Comment savoir si je suis au bon niveau ? Si vous comprenez 85 à 95 % de votre matériel de lecture/écoute et rencontrez 5 à 15 mots inconnus pour 1 000 mots, vous êtes dans la bonne zone. Le matériel doit vous défier sans vous frustrer.
Qu’en est-il de la prononciation — puis-je l’améliorer sans professeur ? Oui, mais cela demande une attention active. Le shadowing (imiter l’audio d’un locuteur natif) est très efficace. Vous enregistrer et comparer avec des locuteurs natifs aide. Un professeur offre un feedback plus rapide sur des schémas spécifiques, mais le travail de prononciation autodirigé produit de réels résultats.
J’oublie constamment le vocabulaire après quelques jours. Que fais-je de mal ? Les mots rencontrés une seule fois en lecture ne sont souvent pas retenus. Les mots ont besoin de 7 à 12 rencontres dans différents contextes pour se consolider dans la mémoire à long terme. La répétition espacée raccourcit le délai, mais vous avez toujours besoin de plusieurs expositions. Ne vous attendez pas à ce que des rencontres uniques restent.
Puis-je apprendre l’anglais en autodidacte tout en travaillant à temps plein ? Absolument — 30 à 45 minutes par jour suffisent pour des progrès constants. Le temps de trajet, les pauses déjeuner et les moments de détente en soirée sont tous des créneaux de session viables.

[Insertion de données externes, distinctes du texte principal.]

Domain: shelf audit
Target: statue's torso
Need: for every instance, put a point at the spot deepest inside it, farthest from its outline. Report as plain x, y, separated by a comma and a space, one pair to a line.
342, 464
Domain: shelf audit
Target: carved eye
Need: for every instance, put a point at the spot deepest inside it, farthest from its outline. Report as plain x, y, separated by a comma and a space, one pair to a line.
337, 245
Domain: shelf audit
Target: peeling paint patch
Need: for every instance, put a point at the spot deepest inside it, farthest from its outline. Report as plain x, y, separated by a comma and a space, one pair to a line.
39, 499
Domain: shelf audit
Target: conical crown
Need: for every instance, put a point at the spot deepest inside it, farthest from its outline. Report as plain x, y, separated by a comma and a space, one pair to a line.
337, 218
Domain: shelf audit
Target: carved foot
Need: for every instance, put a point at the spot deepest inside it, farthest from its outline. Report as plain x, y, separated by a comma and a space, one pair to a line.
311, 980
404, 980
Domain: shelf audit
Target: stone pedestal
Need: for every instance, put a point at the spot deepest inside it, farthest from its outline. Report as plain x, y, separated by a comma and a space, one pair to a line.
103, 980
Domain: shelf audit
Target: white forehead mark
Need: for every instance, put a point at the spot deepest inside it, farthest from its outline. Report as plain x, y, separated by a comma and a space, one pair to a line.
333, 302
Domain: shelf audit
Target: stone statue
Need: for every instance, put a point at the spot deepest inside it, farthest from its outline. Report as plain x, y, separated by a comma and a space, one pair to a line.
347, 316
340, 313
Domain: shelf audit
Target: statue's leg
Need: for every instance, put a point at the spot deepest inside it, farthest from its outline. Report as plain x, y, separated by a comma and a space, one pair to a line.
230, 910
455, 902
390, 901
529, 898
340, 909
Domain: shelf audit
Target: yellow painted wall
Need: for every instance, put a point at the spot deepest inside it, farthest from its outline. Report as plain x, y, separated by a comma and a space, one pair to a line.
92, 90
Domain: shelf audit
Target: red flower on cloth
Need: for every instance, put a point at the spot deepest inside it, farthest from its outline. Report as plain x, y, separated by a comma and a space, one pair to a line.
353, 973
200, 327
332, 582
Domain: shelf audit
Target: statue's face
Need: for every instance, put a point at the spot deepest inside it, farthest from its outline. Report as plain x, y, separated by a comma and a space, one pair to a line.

Vous avez tout ce dont vous avez besoin
Internet contient plus de contenu anglais gratuit que n’importe quel apprenant ne pourrait en consommer en une vie. Des outils gratuits gèrent la gestion du vocabulaire et la révision espacée. Des communautés gratuites offrent des pratiques d’écriture et d’expression orale. La seule chose qu’un cours fournit et que l’autodidaxie ne fournit pas est une structure externe — et c’est quelque chose que vous pouvez construire vous-même en un après-midi.
Concevez votre système, commencez avec du contenu que vous appréciez, et révisez ce que vous apprenez. Puis présentez-vous demain et refaites-le. C’est le guide complet.